Schwerin als Modellregion für die norddeutsche Wärmewende
Forschungsprojekt zur Dekarbonisierung der Wärmeversorgung gestartet
Schwerin • „DeCarbSN“ – diese unscheinbare Abkürzung steht für ein Vorhaben, das mit dem heutigen Projektauftakt offiziell gestartet ist. Unter der Federführung der Georg-August-Universität Göttingen wird es in Zusammenarbeit mit den Verbundpartnern Stadtwerke Schwerin, Geothermie Neubrandenburg sowie Leibniz-Institut für Angewandte Geophysik durchgeführt und vom Bundesministerium für Wirtschaft und Klimaschutz (BMWK) gefördert.
Während des auf vier Jahre angelegten Projekts werden die geologischen Gegebenheiten unter dem Stadtgebiet Schwerin umfassend durch eine 3D-Seismik erfasst. Zudem wird die optimierte Erschließung und Bewirtschaftung weiterer Geothermie-Standorte wissenschaftlich begleitet. Anschließend sollen die in Schwerin gewonnenen Erkenntnisse zur Dekarbonisierung der Fernwärmeversorgung im ganzen norddeutschen Raum durch den Ausbau der mitteltiefen Geothermie beitragen.
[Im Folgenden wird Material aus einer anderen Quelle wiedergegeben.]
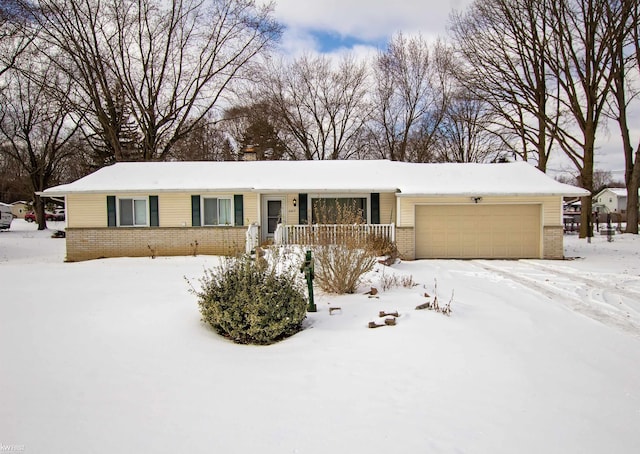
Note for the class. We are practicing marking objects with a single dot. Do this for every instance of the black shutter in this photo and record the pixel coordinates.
(375, 208)
(302, 209)
(111, 210)
(154, 220)
(238, 208)
(195, 210)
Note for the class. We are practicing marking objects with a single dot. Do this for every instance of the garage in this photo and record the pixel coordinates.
(478, 231)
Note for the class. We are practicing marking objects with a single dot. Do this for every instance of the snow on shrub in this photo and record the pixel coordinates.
(253, 301)
(343, 252)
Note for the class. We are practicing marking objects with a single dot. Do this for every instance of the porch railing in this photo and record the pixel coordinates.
(252, 238)
(330, 233)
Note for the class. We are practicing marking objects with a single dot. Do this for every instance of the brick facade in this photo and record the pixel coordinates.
(93, 243)
(552, 246)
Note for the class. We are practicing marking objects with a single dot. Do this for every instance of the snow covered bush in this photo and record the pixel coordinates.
(252, 301)
(343, 254)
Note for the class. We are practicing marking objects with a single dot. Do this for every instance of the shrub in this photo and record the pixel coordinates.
(252, 302)
(342, 254)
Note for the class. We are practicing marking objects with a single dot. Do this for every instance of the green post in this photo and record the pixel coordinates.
(307, 268)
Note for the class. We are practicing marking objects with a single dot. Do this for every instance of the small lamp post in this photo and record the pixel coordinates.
(307, 269)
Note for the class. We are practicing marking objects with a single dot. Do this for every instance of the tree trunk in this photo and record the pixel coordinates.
(586, 180)
(632, 196)
(38, 208)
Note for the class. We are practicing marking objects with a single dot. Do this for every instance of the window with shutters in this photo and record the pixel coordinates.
(133, 212)
(217, 211)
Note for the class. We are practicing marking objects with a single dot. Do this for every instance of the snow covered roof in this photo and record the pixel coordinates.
(407, 179)
(618, 192)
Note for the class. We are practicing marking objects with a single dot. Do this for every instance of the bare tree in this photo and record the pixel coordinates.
(151, 69)
(15, 36)
(206, 142)
(412, 89)
(36, 128)
(503, 44)
(581, 58)
(254, 126)
(465, 133)
(626, 66)
(320, 110)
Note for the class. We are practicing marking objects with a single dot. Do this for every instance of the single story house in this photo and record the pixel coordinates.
(509, 210)
(611, 200)
(20, 208)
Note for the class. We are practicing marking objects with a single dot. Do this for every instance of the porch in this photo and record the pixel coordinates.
(310, 234)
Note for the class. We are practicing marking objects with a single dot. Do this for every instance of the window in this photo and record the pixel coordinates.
(216, 211)
(333, 210)
(132, 212)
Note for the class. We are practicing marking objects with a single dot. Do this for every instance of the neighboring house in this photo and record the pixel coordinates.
(20, 208)
(611, 200)
(509, 210)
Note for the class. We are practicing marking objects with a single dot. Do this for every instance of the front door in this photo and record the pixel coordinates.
(272, 215)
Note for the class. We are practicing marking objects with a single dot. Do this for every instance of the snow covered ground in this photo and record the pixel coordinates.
(110, 356)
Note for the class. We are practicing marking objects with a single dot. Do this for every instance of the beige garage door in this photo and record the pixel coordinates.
(478, 231)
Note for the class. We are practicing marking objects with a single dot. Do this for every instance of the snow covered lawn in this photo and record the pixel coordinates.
(110, 356)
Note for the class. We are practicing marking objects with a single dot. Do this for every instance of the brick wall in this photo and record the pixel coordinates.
(92, 243)
(405, 241)
(553, 247)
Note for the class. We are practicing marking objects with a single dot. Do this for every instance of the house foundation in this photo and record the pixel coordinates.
(94, 243)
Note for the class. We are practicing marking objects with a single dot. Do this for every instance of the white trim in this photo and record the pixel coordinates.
(222, 197)
(338, 195)
(264, 221)
(133, 198)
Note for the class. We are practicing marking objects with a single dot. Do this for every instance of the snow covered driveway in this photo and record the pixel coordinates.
(610, 298)
(537, 357)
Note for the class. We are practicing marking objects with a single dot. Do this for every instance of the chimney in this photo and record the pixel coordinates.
(249, 153)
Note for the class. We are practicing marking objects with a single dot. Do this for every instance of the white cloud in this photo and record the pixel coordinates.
(367, 20)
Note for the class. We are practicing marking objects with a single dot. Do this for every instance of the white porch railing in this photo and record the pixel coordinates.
(252, 239)
(332, 233)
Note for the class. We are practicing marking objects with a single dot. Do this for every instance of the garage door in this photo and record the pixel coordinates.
(478, 231)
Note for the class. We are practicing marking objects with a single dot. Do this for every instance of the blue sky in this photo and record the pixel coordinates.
(363, 26)
(330, 26)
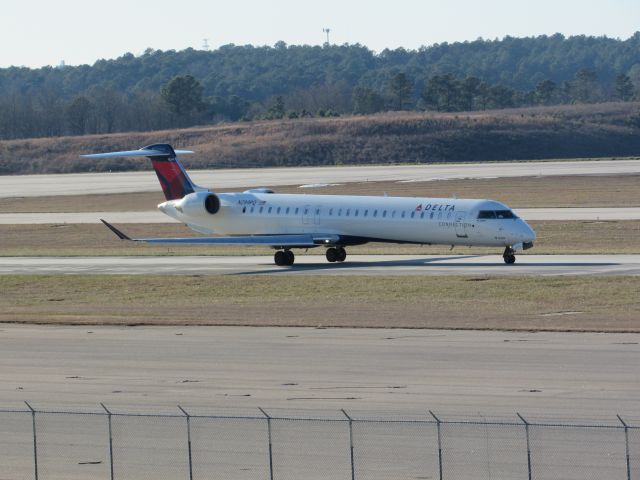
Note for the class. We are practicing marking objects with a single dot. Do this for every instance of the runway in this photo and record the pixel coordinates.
(527, 265)
(146, 181)
(235, 368)
(155, 216)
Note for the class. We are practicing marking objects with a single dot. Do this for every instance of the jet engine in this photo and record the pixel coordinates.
(199, 203)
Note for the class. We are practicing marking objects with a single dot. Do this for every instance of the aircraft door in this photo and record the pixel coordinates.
(461, 229)
(307, 215)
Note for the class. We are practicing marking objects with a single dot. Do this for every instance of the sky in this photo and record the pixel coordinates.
(44, 32)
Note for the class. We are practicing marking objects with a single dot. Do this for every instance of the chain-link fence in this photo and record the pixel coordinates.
(186, 444)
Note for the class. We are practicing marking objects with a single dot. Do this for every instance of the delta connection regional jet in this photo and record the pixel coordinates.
(284, 221)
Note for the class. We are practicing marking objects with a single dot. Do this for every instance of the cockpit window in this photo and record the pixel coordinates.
(484, 214)
(499, 214)
(505, 214)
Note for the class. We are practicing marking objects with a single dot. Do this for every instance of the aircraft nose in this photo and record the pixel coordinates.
(529, 235)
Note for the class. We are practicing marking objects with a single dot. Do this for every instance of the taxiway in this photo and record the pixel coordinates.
(459, 372)
(146, 181)
(385, 265)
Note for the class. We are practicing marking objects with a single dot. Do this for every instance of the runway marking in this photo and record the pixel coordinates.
(544, 265)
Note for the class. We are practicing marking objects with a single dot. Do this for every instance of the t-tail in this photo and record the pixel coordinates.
(174, 180)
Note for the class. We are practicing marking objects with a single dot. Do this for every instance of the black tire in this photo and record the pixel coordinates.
(289, 257)
(509, 259)
(280, 258)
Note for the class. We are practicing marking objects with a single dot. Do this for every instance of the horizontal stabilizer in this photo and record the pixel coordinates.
(136, 153)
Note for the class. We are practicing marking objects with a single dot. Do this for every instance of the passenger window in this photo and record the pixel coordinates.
(486, 214)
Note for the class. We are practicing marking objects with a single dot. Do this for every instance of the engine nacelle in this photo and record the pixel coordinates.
(199, 204)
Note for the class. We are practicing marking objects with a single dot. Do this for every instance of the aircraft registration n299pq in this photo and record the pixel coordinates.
(288, 221)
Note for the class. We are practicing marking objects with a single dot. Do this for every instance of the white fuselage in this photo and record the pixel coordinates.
(358, 219)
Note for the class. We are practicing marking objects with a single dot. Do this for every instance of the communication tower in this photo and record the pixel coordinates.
(327, 30)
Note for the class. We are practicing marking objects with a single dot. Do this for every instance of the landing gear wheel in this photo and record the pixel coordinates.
(509, 256)
(290, 257)
(332, 254)
(280, 258)
(284, 258)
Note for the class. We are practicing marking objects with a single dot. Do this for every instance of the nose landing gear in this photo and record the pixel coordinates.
(284, 258)
(509, 256)
(337, 254)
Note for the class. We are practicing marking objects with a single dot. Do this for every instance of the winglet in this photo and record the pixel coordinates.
(120, 235)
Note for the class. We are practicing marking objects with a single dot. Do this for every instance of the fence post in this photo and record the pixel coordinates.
(626, 442)
(188, 440)
(439, 442)
(35, 440)
(526, 429)
(270, 445)
(110, 439)
(353, 468)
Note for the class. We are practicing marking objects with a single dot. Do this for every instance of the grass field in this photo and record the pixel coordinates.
(93, 239)
(558, 304)
(562, 191)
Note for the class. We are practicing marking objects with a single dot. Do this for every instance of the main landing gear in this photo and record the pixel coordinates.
(284, 258)
(509, 256)
(336, 254)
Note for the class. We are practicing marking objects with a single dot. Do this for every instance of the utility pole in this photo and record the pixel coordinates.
(327, 30)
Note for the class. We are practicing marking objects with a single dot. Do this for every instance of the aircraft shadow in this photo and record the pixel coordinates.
(417, 262)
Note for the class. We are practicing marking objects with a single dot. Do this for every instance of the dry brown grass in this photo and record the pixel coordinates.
(529, 133)
(84, 239)
(518, 192)
(569, 303)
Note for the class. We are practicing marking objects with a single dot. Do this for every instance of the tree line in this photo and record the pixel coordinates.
(161, 90)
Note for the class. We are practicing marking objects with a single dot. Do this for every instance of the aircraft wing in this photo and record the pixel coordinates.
(281, 241)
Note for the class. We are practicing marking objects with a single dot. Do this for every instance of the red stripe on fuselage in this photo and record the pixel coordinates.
(174, 182)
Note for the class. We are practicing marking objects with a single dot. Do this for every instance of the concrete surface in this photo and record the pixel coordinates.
(317, 265)
(374, 370)
(146, 181)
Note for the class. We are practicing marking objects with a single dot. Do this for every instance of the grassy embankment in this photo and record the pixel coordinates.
(553, 236)
(567, 131)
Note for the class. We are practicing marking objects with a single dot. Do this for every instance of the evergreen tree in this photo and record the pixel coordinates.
(623, 88)
(441, 93)
(183, 95)
(545, 92)
(401, 90)
(366, 101)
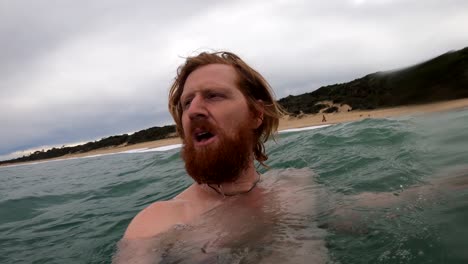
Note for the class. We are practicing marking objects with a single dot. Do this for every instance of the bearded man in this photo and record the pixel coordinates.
(224, 113)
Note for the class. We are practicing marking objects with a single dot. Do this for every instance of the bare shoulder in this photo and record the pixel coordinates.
(156, 218)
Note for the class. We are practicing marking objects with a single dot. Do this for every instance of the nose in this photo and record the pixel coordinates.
(197, 108)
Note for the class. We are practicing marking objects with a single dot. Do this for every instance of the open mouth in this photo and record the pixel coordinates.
(202, 137)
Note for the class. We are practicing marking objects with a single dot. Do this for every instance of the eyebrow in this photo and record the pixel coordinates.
(205, 90)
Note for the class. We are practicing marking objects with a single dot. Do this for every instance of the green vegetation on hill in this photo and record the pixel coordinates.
(149, 134)
(442, 78)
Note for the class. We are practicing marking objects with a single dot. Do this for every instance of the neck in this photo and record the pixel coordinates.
(244, 184)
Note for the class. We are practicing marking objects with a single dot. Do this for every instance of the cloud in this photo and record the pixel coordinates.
(79, 70)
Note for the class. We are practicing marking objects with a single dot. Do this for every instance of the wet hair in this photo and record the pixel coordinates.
(252, 85)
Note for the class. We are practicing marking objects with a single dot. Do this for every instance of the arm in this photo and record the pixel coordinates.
(140, 242)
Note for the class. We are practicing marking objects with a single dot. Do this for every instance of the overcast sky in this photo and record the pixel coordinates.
(74, 71)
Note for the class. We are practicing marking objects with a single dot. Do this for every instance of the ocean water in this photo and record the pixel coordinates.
(397, 192)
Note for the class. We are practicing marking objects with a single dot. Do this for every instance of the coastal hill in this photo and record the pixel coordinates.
(442, 78)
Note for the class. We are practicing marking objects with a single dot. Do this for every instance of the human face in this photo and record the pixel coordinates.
(211, 98)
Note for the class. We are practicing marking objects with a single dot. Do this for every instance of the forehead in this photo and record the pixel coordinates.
(211, 76)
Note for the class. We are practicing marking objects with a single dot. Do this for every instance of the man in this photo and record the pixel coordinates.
(224, 112)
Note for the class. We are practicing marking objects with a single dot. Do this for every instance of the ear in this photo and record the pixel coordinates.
(258, 115)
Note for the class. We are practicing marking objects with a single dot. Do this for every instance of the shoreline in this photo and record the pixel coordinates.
(286, 122)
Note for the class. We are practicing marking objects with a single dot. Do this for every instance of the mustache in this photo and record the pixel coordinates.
(202, 124)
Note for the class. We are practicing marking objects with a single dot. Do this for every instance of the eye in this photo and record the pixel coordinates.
(214, 96)
(186, 103)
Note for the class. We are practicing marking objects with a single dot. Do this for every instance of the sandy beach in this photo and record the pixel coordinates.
(295, 122)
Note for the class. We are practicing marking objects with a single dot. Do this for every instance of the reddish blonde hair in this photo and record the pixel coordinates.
(253, 86)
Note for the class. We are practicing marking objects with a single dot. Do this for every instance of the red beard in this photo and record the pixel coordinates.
(221, 161)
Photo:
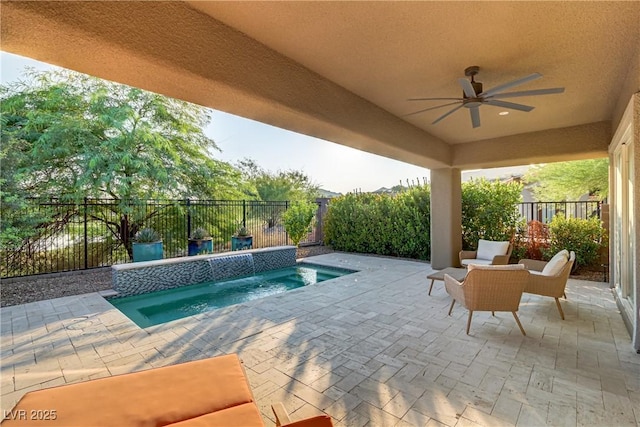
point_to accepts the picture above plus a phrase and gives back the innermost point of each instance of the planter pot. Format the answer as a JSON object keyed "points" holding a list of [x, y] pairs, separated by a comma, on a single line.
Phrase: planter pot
{"points": [[241, 242], [197, 247], [147, 251]]}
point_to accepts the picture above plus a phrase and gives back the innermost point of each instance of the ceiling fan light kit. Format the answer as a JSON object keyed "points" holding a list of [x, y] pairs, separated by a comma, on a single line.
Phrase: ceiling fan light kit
{"points": [[473, 96]]}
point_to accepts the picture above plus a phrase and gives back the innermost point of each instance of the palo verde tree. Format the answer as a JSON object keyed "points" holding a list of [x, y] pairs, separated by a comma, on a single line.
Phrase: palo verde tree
{"points": [[70, 136], [570, 180], [283, 186]]}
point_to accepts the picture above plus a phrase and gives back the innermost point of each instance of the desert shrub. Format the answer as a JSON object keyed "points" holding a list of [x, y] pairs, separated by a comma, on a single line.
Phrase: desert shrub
{"points": [[489, 211], [396, 225], [583, 236], [297, 219]]}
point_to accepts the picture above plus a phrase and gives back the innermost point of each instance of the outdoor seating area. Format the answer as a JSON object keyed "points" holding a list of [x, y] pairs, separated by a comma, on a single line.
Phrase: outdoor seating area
{"points": [[370, 348]]}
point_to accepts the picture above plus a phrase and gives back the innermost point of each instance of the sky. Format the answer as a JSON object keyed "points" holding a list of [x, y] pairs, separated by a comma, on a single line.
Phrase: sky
{"points": [[332, 166]]}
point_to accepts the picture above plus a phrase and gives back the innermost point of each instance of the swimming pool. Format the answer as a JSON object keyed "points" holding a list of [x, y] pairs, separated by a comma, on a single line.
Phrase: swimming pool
{"points": [[164, 306]]}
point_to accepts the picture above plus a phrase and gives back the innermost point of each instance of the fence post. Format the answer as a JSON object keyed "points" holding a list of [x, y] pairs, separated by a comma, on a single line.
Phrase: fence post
{"points": [[86, 237], [187, 203], [244, 213]]}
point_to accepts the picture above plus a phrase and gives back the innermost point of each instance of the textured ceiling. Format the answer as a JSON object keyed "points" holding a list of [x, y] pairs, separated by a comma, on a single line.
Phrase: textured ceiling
{"points": [[343, 71], [387, 52]]}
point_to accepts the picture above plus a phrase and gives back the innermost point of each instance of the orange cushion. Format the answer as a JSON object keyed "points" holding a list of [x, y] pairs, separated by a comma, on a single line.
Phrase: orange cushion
{"points": [[318, 421], [154, 397], [242, 415]]}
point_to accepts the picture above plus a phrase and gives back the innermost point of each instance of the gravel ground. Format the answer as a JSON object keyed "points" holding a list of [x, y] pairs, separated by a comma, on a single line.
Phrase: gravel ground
{"points": [[47, 286], [37, 288]]}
Parlamentarische Staatsekretär im Bundesministerium für Wirtschaft und Klimaschutz, Michael Kellner begründet die Projektförderung: „Durch ihre neuartige Geothermieanlage haben die Stadtwerke Schwerin einen entscheidenden Impuls für die Nutzung geothermischer Wärme im norddeutschen Raum gesetzt. Der Wärmesektor trägt den Großteil zu unseren energiebedingten CO2-Emissionen bei. Daher ist die Dekarbonisierung der Wärme eine wichtige Stellschraube für einen besseren Klimaschutz. Die bisherigen Erfahrungen aus Schwerin zeigen hierfür einen vielversprechenden Weg auf. Wir fördern die weitere Erforschung der geologischen Gegebenheiten und Ausbaumöglichkeiten der Geothermie in Schwerin, um dieses Modell später auf große Gebiete des Norddeutschen Beckens übertragen zu können. Mit Ingenieurskunst und Wissenstransfers bringen wir die zum Klimaschutz notwendige Wärmewende voran.“
Die Leitung des Projekts liegt bei Dr. Matthias Franz von der Georg-August-Universität Göttingen. „Im Rahmen dieses Forschungsvorhabens werden wir erstmals ein digitales 3D-Reservoirmodell eines Sandsteinaquifers entwickeln. Dies ermöglicht uns ein besseres Verständnis für diesen Reservoirtyp. Die für Schwerin gewonnenen Erkenntnisse bilden eine wesentliche Voraussetzung für die nachhaltige Erschließungs- und Bewirtschaftungsstrategie der mitteltiefen Geothermie in Norddeutschland“, führt er aus.
Ausgangsbasis für die Modellierung des weiteren geothermischen Ausbaus wird eine umfassende Erkundung der geologischen Voraussetzungen unter der Landeshauptstadt Schwerin sein. Dr. Josef Wolf, Geschäftsführer der Stadtwerke Schwerin, gibt einen Ausblick auf den nächsten, in Schwerin sichtbaren Projektschritt: „Voraussichtlich ab Frühjahr 2024 werden wir im Stadtgebiet eine 3D-Seismik mit speziellen Messfahrzeugen durchführen lassen. Mit den so gewonnenen Daten können wir die hochproduktiven Reservoirkörper im Untergrund lokalisieren – und damit die besten Standorte für unsere nächsten Geothermie-Anlagen finden. Dies schließt auch die Entwicklung eines nachhaltigen Bewirtschaftungskonzepts für unseren Bodenschatz, die Sole, ein.“
Die Geothermie Neubrandenburg GmbH (GTN), mit über 30 Jahren Erfahrung aus Geothermieprojekten weltweit, ist ebenso Teil des Projektteams. „Das im Forschungsverlauf zu entwickelnde 3D-Reservoirmodell wird uns Aufschluss über den Aufbau der Reservoirs geben. Daraus können wir die optimale Positionierung weiterer Bohrungen für ein nachhaltiges Reservoirmanagement ableiten. Darüber hinaus werden wir die Grenzen zur Leistungsfähigkeit hydrothermaler Geothermieanlagen im Norddeutschen Becken ermitteln“, erläutert Marco Wunsch, der das Projekt bei GTN leitet.